Raising money from Tufts employees and choosing local charitable organizations to award grants of varying sums each year, the Tufts Neighborhood Service Fund (TNSF) provides supports for organizations where Tufts volunteers work at. This year, TNSF awarded $18,500 to 38 programs and projects in the four neighborhoods where Tufts has a major presence: Medford, Somerville, Grafton and Boston’s Chinatown.
“About  years ago, we borrowed an idea from MIT for another giving option that would solicit money from faculty and staff, create a fund and then solicit grant proposals from non-profit organizations within our host communities,” Tufts Director of Community Relations Barbara Rubel, said. “Then that money that faulty and staff had given would be given out to these non-profit organizations in small grants.”
Before the conception of TNSF, according to Rubel, Tufts has always had annual campaigns where it raises money from employees for certain causes.
“Initially the money was raised just for United Way of Mass Bay,” Rubel said. “Back in about 1975 or 1976, under President Mayer, there was a decision made to expand the giving options, so faculty and staff could give to the United Way, or they could give to something called Community Works. And then the following year, another option was added, and then the following year, another, until this campaign was getting pretty robust with options for giving.”
With this plurality of charities as options for donating, TNSF was created to streamline the process and is still in place and growing today.
According to Rubel, when the fund began in November of 1995, TNSF raised $8,000 for its selected organizations; in 2015, this amount had grown to $18,500. According to a Feb. 1 article from the Somerville Times, TNSF received 53 grant proposals this year, which totaled more than $79,000 in requests.
“The criteria are that the organization that applies has to be a not-for-profit, has to be located in or serve residents of [Medford, Somerville, Grafton, and/or Boston’s Chinatown], and the organizations must have Tufts volunteers working with it,” Rubel said.
According to TNSF 2015 Recipients page, the selection of organizations is based on “a desire to address the most pressing needs in the communities and to encourage expanded involvement of Tufts volunteers.”
According to Rubel, once the Office of Community Relations and TNSF receive all the proposals, the Community Relations team and TNSF board have to figure out how to split up the donations.
“We send them all the proposals in early December; we have one meeting, a marathon meeting and we decide how to divide up the money,” she said. “Community Relations administers the funds, but there are staff from the Boston campus and from the vet school and there are faculty, administrators and general staff who are on this committee.”
The most recently awarded organizations include Medford’s English at Large, which is putting their grant money towards one-on-one tutoring programs, and Somerville’s YMCA Preschool, which received $500 for music enrichment programs.
Medford’s Coalition for Arts, Culture and a Healthy Economy (CACHE), a former TNSF grant recipient, was awarded $300 this year.
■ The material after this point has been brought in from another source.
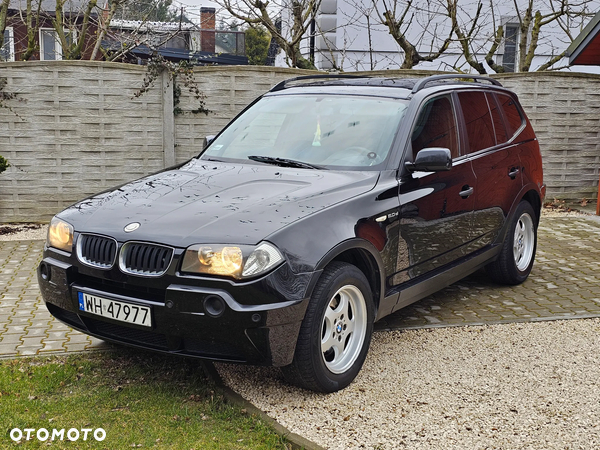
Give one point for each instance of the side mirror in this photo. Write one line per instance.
(434, 159)
(207, 141)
This summer, they plan to use the money to help fund their festival series.
“We received a $300 grant this year, and it’s for our Circle the Square program, which is our summer festival series in Medford Square,” President of CASHE Laurel Siegel said. “It’s a street festival of art and music and activities held throughout Medford Square on the third Thursdays in the summer months of June through August.”
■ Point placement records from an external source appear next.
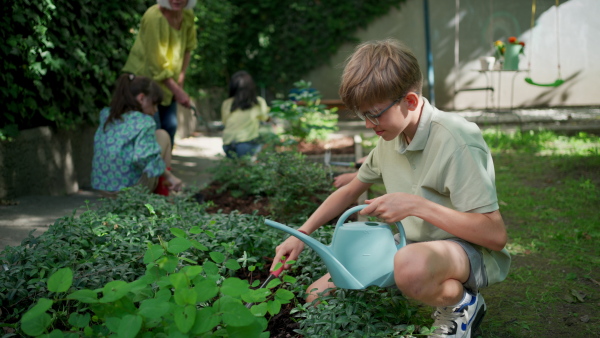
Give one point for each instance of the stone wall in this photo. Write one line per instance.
(43, 161)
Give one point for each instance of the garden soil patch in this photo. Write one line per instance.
(507, 304)
(283, 324)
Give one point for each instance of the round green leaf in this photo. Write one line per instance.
(259, 309)
(252, 330)
(284, 294)
(236, 314)
(273, 283)
(192, 271)
(61, 280)
(185, 317)
(274, 307)
(234, 287)
(179, 280)
(36, 325)
(114, 290)
(178, 245)
(42, 305)
(199, 245)
(84, 296)
(206, 320)
(184, 296)
(206, 290)
(178, 232)
(130, 326)
(169, 264)
(217, 257)
(153, 253)
(154, 308)
(79, 320)
(232, 264)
CASHE’s mission is to celebrate and promote the arts in Medford.
“We’re a coalition of about 20 arts and culture organizations throughout Medford, and we collectively advocate for the arts and a vibrant community, bringing together the art and business world,” she said. “Our primary activities are large events and festivals. We have Circle the Square in the summer. In the fall we do the Mystic River Celebration at the Condon Shell.”
Rubel said that many of the grant recipients are groups that petition for and receive funds from TNSF every year.
“The proposals tend to come from the same organizations … year after year,” she said. “The largest grants go to food pantries and programs that serve really disadvantaged people or focus on the homeless. Aside from that, it’s a real variety. But all of them have either Tufts students, Tufts staff or Tufts alumni volunteering with them.”
While the grants are somewhat small, Rubel said that TNSF looks to allocate its funds to where it’s most needed.
“The committee really looks for the opportunity to provide little bits of financial support where it feels like it’s really needed,” she said.